5.9 Using a Generic CTR Mode Implementation

5.9.1 Problem

You want to use counter (CTR) mode and your library doesn't provide an interface, or you want to use a more high-level interface than your library provides. Alternatively, you would like a portable CTR interface, or you have only a block cipher implementation and you would like to use CTR mode.

5.9.2 Solution

CTR mode encrypts by generating keystream, then combining the keystream with the plaintext via XOR. This mode generates keystream one block at a time by encrypting plaintexts that are the same, except for an ever-changing counter, as shown in Figure 5-4. Generally, the counter value starts at zero and is incremented sequentially.

Figure 5-4. Counter (CTR) mode

Few libraries provide a CTR implementation, because it has only recently come into favor, despite the fact that it is a very old mode with great properties. We provide code implementing this mode in the following Section 5.9.3.

5.9.3 Discussion

You should probably use a higher-level abstraction, such as the one discussed in Recipe 5.16. Use a raw mode only when absolutely necessary, because there is a huge potential for introducing asecurity vulnerability by accident. If you still want to use CTR mode, be sure to use a message authentication code with it.

CTR mode is a stream-based mode. Encryption occurs by XOR'ing the keystream bytes with the plaintext bytes. The keystream is generated one block at a time by encrypting a plaintext block that includes a counter value. Given a single key, the counter value must be unique for every encryption.

This mode has many benefits over the "standard" modes (e.g., ECB, CBC, CFB, and OFB). However, we recommend a higher-level mode, one that provides stronger security guarantees (i.e., message integrity detection), such as CWC or CCM modes. Most high-level modes use CTR mode as a component.

In Recipe 5.4, we discuss the advantages and drawbacks of CTR mode and compare it to other popular modes.

Like most other modes, CTR mode requires a nonce (often called an IV in this context). Most modes use the nonce as an input to encryption, and thus require something the same size as the algorithm's block length. With CTR mode, the input to encryption is generally the concatenation of the nonce and a counter. The counter is usually at least 32 bits, depending on the maximum amount of data you might want to encrypt with a single {key, nonce} pair. We recommend using a good random value for the nonce.

In the following sections we present a reasonably optimized implementation of CTR mode that builds upon the raw block cipher interface presented in Recipe 5.5. It also requires the spc_memset( ) function from Recipe 13.2. By default, we use a 6-byte counter, which leaves room for a nonce of SPC_BLOCK_SZ - 6 bytes. With AES and other ciphers with 128-bit blocks, this is sufficient space.

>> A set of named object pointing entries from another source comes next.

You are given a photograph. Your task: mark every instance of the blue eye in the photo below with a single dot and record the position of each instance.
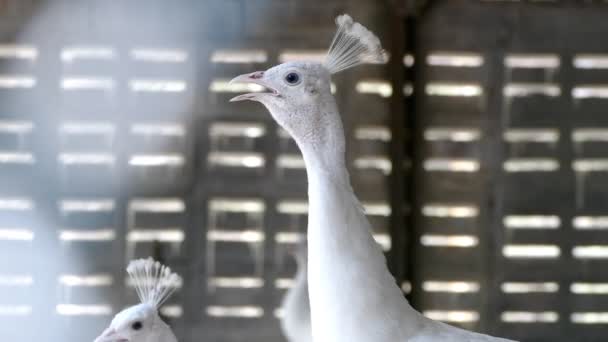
(292, 78)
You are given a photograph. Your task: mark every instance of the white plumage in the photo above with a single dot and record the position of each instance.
(353, 297)
(295, 317)
(154, 284)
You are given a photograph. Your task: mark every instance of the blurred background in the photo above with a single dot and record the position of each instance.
(479, 151)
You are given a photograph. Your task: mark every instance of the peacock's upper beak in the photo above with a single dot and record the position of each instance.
(256, 78)
(110, 335)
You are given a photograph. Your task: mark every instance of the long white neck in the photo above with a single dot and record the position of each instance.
(295, 321)
(347, 274)
(323, 145)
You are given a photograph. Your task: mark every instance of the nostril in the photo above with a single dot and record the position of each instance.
(256, 75)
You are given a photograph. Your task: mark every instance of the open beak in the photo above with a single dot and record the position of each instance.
(253, 78)
(110, 335)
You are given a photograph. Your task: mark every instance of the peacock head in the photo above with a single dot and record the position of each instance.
(298, 94)
(154, 284)
(133, 324)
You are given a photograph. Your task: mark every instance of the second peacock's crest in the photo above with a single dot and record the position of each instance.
(153, 281)
(353, 44)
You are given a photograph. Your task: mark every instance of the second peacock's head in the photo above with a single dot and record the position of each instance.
(292, 92)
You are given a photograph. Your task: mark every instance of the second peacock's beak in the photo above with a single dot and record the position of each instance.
(257, 84)
(110, 335)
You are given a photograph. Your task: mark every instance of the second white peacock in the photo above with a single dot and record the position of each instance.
(154, 284)
(353, 296)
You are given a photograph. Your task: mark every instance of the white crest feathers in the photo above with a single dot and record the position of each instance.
(353, 44)
(153, 281)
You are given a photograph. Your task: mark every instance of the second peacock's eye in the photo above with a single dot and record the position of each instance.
(292, 78)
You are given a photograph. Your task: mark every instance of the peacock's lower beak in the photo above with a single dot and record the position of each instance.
(256, 84)
(110, 335)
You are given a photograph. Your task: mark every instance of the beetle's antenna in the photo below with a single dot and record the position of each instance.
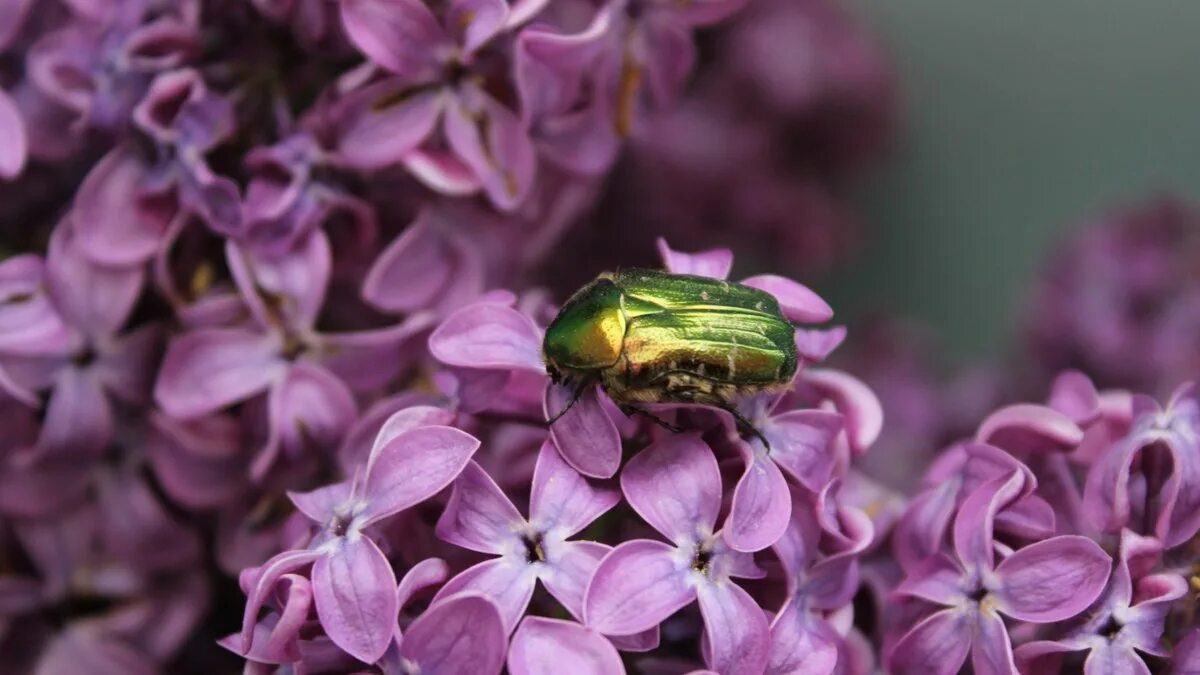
(575, 399)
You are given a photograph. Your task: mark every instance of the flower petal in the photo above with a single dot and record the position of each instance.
(736, 629)
(355, 595)
(507, 581)
(383, 123)
(761, 506)
(636, 586)
(400, 35)
(939, 645)
(975, 523)
(563, 500)
(430, 572)
(120, 228)
(13, 141)
(213, 368)
(586, 436)
(479, 517)
(461, 635)
(798, 302)
(802, 442)
(675, 485)
(569, 569)
(861, 408)
(1051, 580)
(492, 141)
(487, 335)
(801, 643)
(991, 650)
(541, 646)
(1025, 428)
(414, 466)
(715, 263)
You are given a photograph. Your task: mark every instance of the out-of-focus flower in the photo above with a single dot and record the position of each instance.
(676, 487)
(1120, 300)
(353, 584)
(480, 518)
(1051, 580)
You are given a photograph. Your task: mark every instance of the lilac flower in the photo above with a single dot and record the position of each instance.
(480, 518)
(437, 75)
(498, 347)
(1051, 580)
(803, 638)
(353, 584)
(1129, 616)
(13, 139)
(307, 376)
(676, 487)
(1150, 481)
(541, 646)
(463, 634)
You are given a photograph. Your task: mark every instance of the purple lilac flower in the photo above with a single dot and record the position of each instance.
(353, 584)
(676, 487)
(1051, 580)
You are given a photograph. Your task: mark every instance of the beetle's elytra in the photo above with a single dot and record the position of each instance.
(651, 336)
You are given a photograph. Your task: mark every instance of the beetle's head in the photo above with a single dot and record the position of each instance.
(588, 333)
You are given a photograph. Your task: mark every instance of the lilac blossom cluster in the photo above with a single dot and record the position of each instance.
(1121, 298)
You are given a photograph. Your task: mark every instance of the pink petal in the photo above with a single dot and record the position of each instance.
(492, 141)
(430, 572)
(414, 466)
(78, 419)
(802, 442)
(479, 517)
(675, 485)
(475, 21)
(383, 123)
(507, 581)
(991, 651)
(541, 646)
(322, 505)
(1030, 428)
(937, 645)
(636, 586)
(761, 506)
(13, 142)
(419, 268)
(855, 400)
(400, 35)
(119, 228)
(563, 500)
(801, 643)
(799, 303)
(487, 335)
(288, 287)
(462, 635)
(569, 569)
(975, 523)
(1074, 395)
(1051, 580)
(714, 262)
(355, 595)
(213, 368)
(736, 628)
(586, 436)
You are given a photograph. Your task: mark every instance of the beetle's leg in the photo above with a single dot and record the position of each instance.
(575, 399)
(634, 410)
(708, 399)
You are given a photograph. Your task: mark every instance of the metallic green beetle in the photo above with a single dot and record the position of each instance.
(651, 336)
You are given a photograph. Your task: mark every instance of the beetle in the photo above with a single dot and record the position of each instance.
(649, 336)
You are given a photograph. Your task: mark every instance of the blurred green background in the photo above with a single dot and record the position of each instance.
(1020, 119)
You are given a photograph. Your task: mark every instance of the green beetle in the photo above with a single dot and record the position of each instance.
(652, 336)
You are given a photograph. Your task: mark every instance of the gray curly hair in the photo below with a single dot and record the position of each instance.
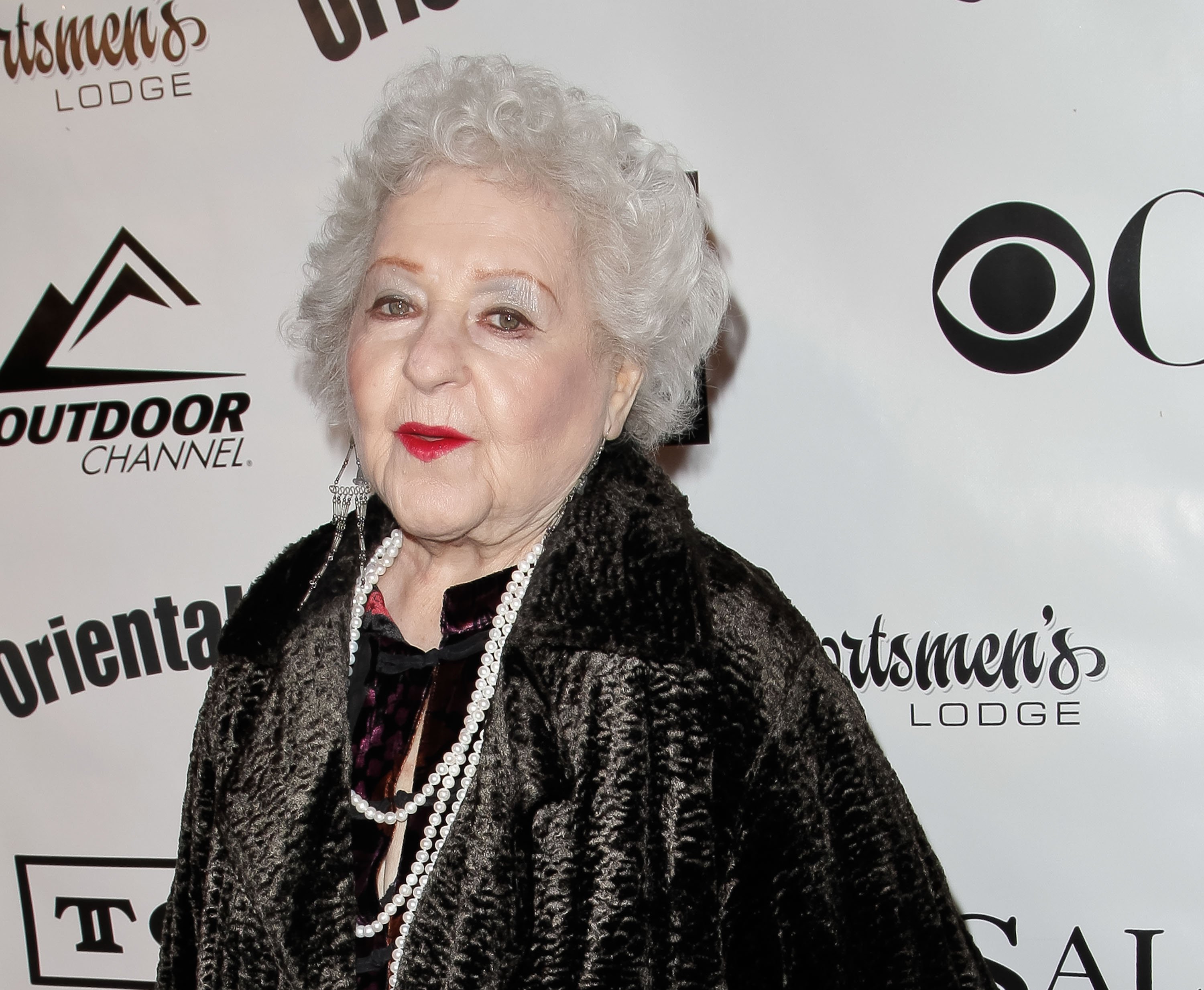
(653, 277)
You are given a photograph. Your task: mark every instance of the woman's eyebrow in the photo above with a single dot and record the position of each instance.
(489, 275)
(397, 263)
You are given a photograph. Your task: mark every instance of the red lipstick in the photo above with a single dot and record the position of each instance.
(428, 442)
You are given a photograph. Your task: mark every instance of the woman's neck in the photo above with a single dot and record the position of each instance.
(413, 587)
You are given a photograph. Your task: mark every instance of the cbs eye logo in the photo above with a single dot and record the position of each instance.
(1029, 280)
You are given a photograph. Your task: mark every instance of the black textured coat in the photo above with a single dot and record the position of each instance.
(677, 788)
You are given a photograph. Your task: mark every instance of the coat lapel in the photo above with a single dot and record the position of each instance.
(618, 575)
(285, 810)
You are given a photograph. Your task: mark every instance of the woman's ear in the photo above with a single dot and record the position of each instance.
(626, 383)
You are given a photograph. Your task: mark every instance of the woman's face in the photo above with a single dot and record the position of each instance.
(480, 391)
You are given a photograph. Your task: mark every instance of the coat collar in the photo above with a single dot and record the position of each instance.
(617, 575)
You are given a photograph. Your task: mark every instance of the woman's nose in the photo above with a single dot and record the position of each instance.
(436, 354)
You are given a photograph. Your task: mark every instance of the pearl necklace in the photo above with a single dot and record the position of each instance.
(460, 762)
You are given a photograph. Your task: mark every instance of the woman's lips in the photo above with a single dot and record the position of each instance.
(428, 442)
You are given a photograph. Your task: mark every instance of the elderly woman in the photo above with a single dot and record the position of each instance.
(548, 734)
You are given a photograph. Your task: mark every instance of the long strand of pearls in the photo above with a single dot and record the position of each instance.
(460, 762)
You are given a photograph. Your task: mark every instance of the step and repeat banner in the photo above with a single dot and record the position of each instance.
(958, 412)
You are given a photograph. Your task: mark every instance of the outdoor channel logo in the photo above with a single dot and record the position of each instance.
(126, 276)
(73, 45)
(944, 662)
(93, 921)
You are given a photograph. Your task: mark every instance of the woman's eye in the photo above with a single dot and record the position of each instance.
(394, 306)
(507, 321)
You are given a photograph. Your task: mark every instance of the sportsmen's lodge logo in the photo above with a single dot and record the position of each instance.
(40, 361)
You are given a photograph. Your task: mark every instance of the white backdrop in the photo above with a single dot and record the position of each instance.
(854, 452)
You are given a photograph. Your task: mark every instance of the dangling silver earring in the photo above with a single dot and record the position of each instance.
(348, 498)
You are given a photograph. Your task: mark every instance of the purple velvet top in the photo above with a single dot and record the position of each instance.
(390, 682)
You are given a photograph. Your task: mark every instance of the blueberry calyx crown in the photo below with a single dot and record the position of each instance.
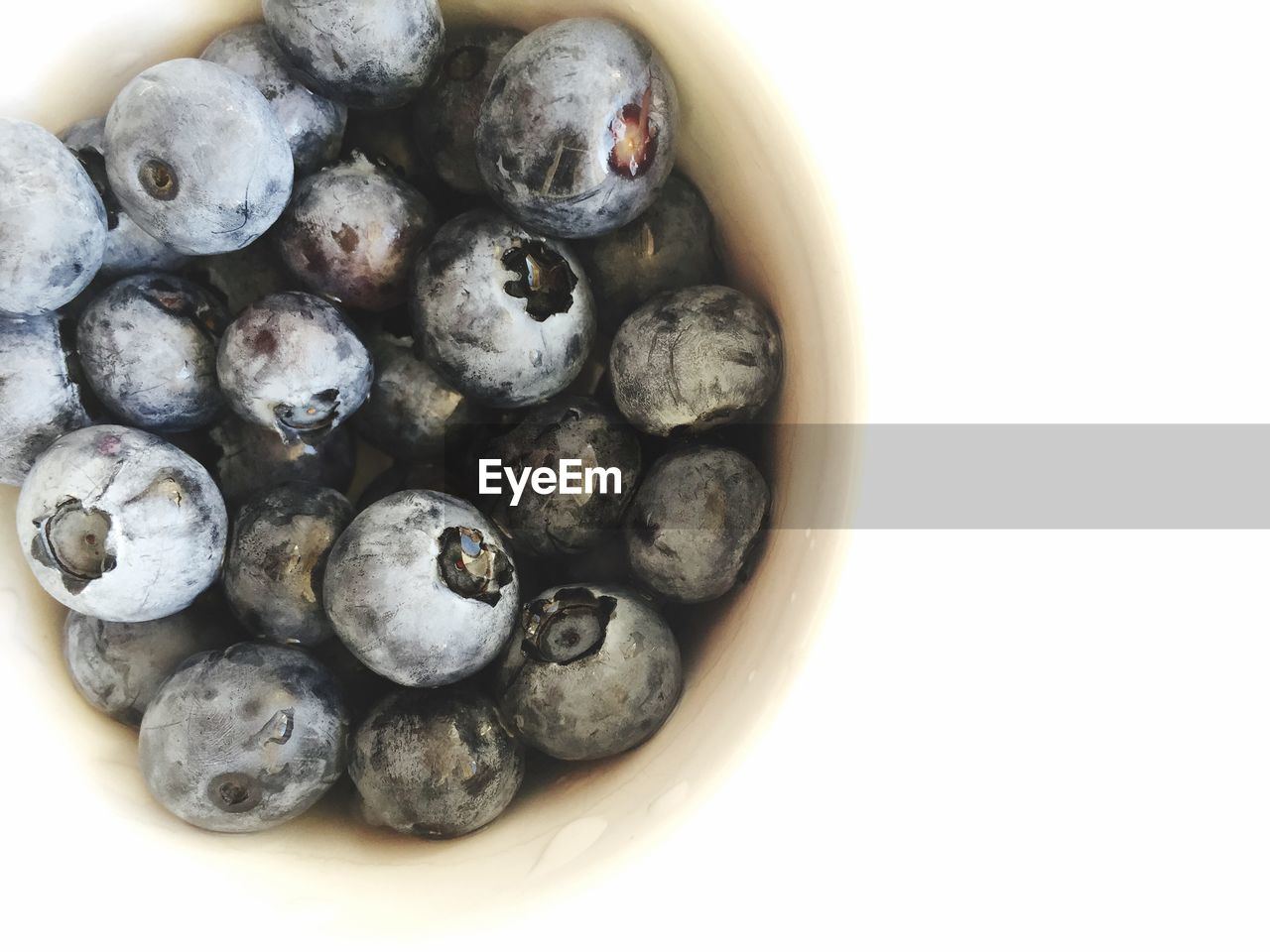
(472, 567)
(567, 627)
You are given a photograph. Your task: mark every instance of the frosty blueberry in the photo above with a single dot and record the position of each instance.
(294, 363)
(504, 315)
(53, 221)
(578, 131)
(693, 359)
(195, 157)
(435, 763)
(590, 671)
(118, 525)
(422, 589)
(353, 231)
(695, 522)
(244, 739)
(39, 399)
(314, 126)
(277, 553)
(148, 347)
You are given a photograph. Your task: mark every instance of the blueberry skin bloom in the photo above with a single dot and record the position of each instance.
(578, 130)
(51, 217)
(590, 671)
(507, 316)
(39, 399)
(314, 126)
(435, 763)
(695, 522)
(294, 363)
(148, 347)
(244, 739)
(568, 428)
(422, 589)
(195, 157)
(366, 54)
(128, 248)
(249, 460)
(668, 248)
(694, 359)
(445, 113)
(118, 525)
(412, 409)
(117, 666)
(277, 553)
(353, 232)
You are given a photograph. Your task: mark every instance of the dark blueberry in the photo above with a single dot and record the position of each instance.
(695, 522)
(590, 671)
(130, 249)
(39, 399)
(693, 359)
(411, 412)
(249, 460)
(435, 763)
(53, 221)
(504, 315)
(314, 126)
(422, 589)
(117, 666)
(293, 362)
(276, 558)
(195, 157)
(564, 524)
(244, 739)
(578, 131)
(148, 347)
(118, 525)
(366, 54)
(353, 231)
(667, 248)
(445, 114)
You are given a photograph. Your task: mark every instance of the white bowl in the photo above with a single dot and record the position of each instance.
(783, 245)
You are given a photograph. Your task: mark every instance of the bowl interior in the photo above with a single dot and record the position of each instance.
(781, 245)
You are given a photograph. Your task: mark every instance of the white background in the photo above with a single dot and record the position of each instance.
(1057, 212)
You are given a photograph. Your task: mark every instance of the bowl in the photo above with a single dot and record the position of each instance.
(783, 245)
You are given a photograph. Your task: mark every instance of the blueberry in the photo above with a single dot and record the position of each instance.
(668, 248)
(695, 522)
(435, 763)
(119, 525)
(130, 249)
(195, 157)
(693, 359)
(411, 411)
(366, 54)
(504, 315)
(249, 460)
(148, 347)
(578, 131)
(567, 428)
(39, 399)
(277, 553)
(117, 666)
(445, 113)
(422, 589)
(293, 362)
(353, 232)
(53, 221)
(314, 126)
(590, 671)
(244, 739)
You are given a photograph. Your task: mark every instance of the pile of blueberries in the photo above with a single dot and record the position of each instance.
(463, 245)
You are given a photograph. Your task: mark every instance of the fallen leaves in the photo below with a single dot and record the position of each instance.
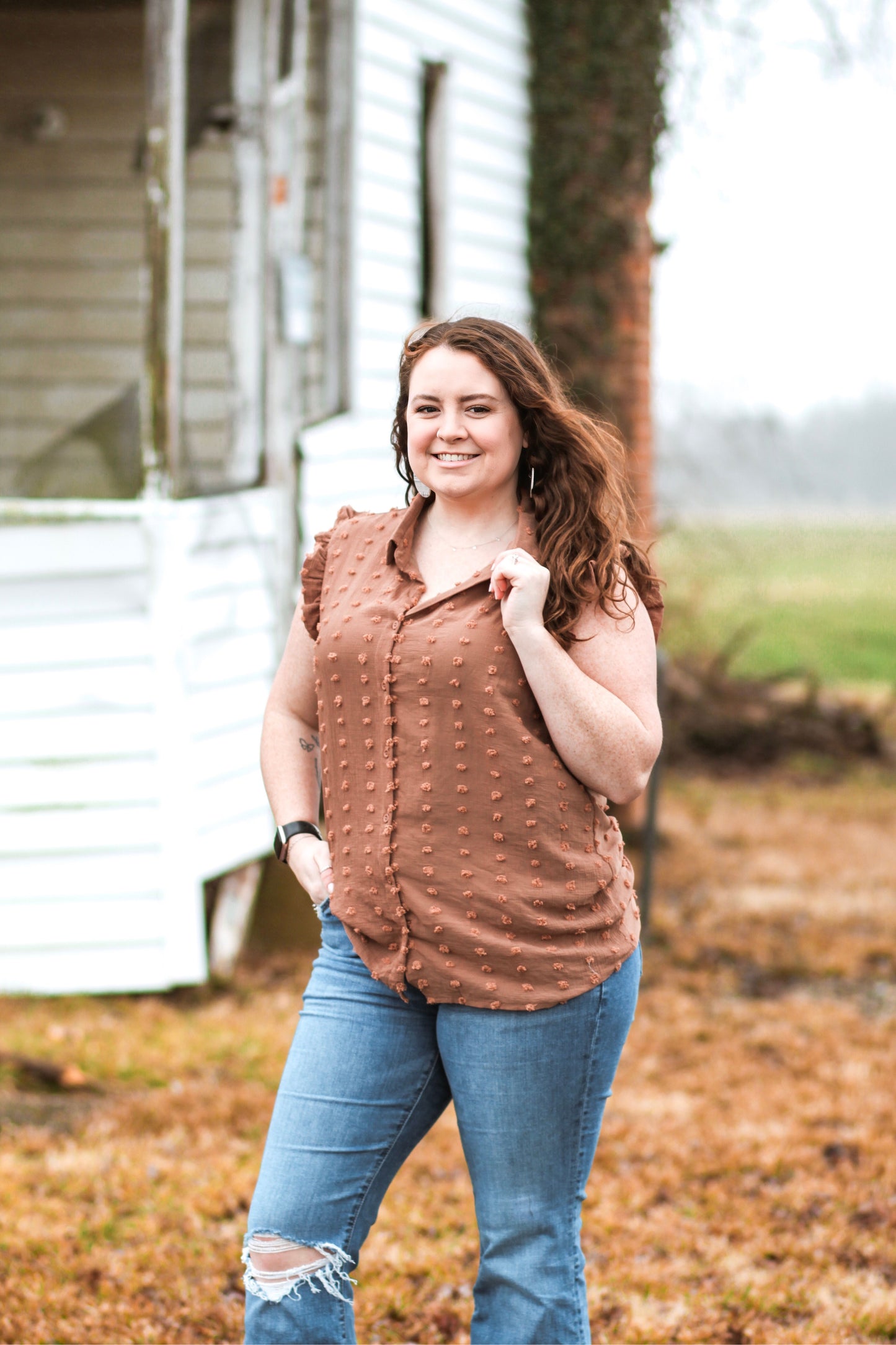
(745, 1188)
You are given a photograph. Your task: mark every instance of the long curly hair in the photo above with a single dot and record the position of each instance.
(582, 502)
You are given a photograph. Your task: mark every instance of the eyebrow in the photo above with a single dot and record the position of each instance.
(466, 397)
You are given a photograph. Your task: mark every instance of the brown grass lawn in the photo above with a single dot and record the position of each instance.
(745, 1188)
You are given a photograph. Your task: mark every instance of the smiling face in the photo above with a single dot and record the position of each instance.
(464, 434)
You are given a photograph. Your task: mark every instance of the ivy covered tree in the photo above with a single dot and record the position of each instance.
(598, 69)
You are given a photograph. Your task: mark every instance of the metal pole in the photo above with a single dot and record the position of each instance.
(164, 291)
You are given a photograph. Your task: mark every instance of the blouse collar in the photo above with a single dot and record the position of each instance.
(401, 541)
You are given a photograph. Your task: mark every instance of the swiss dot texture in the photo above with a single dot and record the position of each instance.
(474, 867)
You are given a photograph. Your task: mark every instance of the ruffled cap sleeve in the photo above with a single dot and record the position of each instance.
(313, 572)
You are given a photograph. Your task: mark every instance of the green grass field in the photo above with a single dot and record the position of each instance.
(785, 596)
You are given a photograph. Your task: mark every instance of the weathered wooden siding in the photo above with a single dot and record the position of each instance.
(138, 643)
(486, 146)
(70, 222)
(71, 241)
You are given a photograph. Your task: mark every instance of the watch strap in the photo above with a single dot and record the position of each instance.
(289, 830)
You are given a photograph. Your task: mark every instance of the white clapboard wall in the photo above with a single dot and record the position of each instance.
(486, 172)
(138, 643)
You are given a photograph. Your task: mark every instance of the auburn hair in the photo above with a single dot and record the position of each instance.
(582, 501)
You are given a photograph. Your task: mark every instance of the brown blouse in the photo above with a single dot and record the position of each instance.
(468, 860)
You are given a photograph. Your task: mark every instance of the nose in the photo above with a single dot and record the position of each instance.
(451, 428)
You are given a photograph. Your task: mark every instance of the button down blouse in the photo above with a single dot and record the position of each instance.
(468, 861)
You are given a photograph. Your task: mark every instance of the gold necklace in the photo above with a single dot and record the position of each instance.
(474, 545)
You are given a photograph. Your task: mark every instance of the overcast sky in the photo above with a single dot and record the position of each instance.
(777, 195)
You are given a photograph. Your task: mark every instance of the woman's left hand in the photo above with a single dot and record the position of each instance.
(520, 586)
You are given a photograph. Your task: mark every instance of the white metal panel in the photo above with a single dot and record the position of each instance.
(47, 926)
(71, 877)
(60, 738)
(95, 970)
(130, 731)
(49, 785)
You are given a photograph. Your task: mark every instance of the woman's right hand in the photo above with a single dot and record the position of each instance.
(311, 861)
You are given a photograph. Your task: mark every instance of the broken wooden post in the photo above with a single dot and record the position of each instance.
(234, 904)
(164, 291)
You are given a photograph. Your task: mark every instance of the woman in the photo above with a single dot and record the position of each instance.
(481, 671)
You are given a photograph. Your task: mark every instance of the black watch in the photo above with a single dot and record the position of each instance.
(292, 829)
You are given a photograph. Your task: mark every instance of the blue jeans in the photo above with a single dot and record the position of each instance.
(366, 1078)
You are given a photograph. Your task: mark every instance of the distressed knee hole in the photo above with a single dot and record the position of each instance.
(277, 1266)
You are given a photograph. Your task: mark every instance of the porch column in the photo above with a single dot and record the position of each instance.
(164, 298)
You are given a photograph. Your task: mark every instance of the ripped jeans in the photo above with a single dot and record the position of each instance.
(366, 1078)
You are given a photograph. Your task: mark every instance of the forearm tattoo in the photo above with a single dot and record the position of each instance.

CTR mode with 64-bit blocks is highly susceptible to birthday attacks unless you use a large random portion to the nonce, which limits the message you can send with a given key. In short, don't use CTR mode with 64-bit block ciphers. The high-level API

This implementation has two APIs. The first is a high-level API, which takes a message as input and returns a dynamically allocated result.

unsigned char *spc_ctr_encrypt(unsigned char *key, size_t kl, unsigned char *nonce,
                               unsigned char *in, size_t il);
unsigned char *spc_ctr_decrypt(unsigned char *key, size_t kl, unsigned char *nonce,
                               unsigned char *in, size_t il)

Both of the previous functions output the same number of bytes as were input, unless a memory allocation error occurs, in which case 0 is returned. The decryption routine is exactly the same as the encryption routine, and it is implemented by macro.

These two functions also erase the key from memory before exiting. You may want to have them erase the plaintext as well.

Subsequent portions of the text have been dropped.